The IGERT initiative also includes former Congressman David Skaggs of the CU Public Leader in Residence Program--who will bring the role of politics into the effort--and Daily Camera reporter Katy Human, on leave from the Boulder newspaper for a year after winning a Ted Scripps Fellowship in Environmental Journalism at CU-Boulder. Other participants include scientists from Boulder's National Center for Atmospheric Research, the National Oceanic and Atmospheric Administration, the University of Utah and the Max Plank Institute for Biogeochemistry in Jena, Germany.

The participation of the Max Plank Institute is exciting because it is one of the premier research facilities in the world and also is located in Eastern Europe, which has a number of extremely serious environmental problems, Townsend said.

"Because humans are far more adept at causing environmental change than understanding the impact of these changes, the time has come to include humans and our behavior in models of Earth's systems," said White. Although the public could potentially have a large, positive influence on environmental problems, most people are not yet educated enough to understand what the solutions to such problems entail, he said.

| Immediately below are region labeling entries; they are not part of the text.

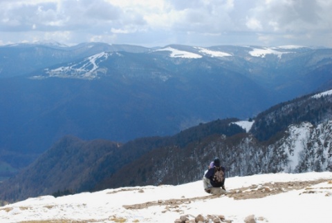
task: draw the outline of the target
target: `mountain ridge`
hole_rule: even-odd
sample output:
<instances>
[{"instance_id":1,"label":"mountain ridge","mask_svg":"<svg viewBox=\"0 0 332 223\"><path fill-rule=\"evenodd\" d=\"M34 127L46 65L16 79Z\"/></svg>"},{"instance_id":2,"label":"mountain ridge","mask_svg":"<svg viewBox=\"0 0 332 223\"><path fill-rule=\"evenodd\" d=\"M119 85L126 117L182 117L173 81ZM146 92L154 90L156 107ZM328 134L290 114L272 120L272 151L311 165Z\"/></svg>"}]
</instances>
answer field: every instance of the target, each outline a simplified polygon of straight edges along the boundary
<instances>
[{"instance_id":1,"label":"mountain ridge","mask_svg":"<svg viewBox=\"0 0 332 223\"><path fill-rule=\"evenodd\" d=\"M79 193L122 186L181 184L201 179L201 173L215 156L221 157L228 177L331 171L331 93L309 95L271 107L247 121L250 122L247 125L251 126L250 129L243 128L243 121L228 119L201 124L172 137L138 138L123 145L107 140L83 143L77 137L66 137L25 171L1 184L1 199L20 200L68 190ZM299 104L310 105L311 108L294 109ZM285 109L291 112L284 113ZM315 114L315 110L321 113ZM288 119L275 122L282 114ZM299 115L305 119L294 119ZM262 119L268 124L262 126L259 121ZM286 124L282 128L281 120ZM260 135L257 132L265 132L265 126L270 126L273 133L269 138L259 139L256 137ZM79 152L80 148L85 148L83 153ZM84 155L84 151L89 152ZM54 154L61 157L56 158ZM189 169L183 168L187 165ZM61 171L64 168L67 171ZM45 186L50 182L52 188Z\"/></svg>"},{"instance_id":2,"label":"mountain ridge","mask_svg":"<svg viewBox=\"0 0 332 223\"><path fill-rule=\"evenodd\" d=\"M331 49L104 43L0 48L6 59L0 61L0 162L13 170L64 135L122 143L169 136L217 119L248 119L332 83ZM107 58L97 56L104 52Z\"/></svg>"}]
</instances>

"Global warming is more a problem of people than governments," said White, noting most citizens contribute greenhouse gases to the atmosphere daily by driving cars and heating homes. "The dissemination of accurate scientific news through journalists is key to the success of this program. "If we can't communicate our science to the general public, then in my mind we are not doing our job."

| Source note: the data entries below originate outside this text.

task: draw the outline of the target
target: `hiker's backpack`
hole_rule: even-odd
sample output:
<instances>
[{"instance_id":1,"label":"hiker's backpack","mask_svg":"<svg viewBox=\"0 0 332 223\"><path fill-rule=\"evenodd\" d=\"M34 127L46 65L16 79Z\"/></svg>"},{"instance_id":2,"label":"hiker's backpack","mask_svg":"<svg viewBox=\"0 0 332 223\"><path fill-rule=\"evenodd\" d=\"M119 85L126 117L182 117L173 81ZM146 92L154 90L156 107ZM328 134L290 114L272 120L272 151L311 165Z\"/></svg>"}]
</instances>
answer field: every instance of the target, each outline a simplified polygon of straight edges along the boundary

The diverse group of graduate students also will participate in working groups, summer retreats and summer internship programs. The internships will be held at places ranging from the CU campus and Boulder's federal laboratories to the University of Utah Stable Isotope Laboratory and the Max Plank Institute.

IGERT also will include participation by undergraduates, including underrepresented minorities. Program administrators will target high-achieving minority students from CU-Boulder's SMART Program and a similar NCAR program known as SOARS as part of the program.

Levels of atmospheric CO2 are at higher levels than at any time in recent geologic history and rising much faster than the highest rates in the paleoclimate record, said White. Climate models indicate such CO2 increases could bring higher temperatures, precipitation redistribution, more severe storms and a less stable and predictable global climate system.

"We need to make certain our young researchers embrace new kinds of training, new habits of mind and more global ways of looking at the questions before us," said NSF Director Rita Colwell. "That's what these IGERT programs are all about."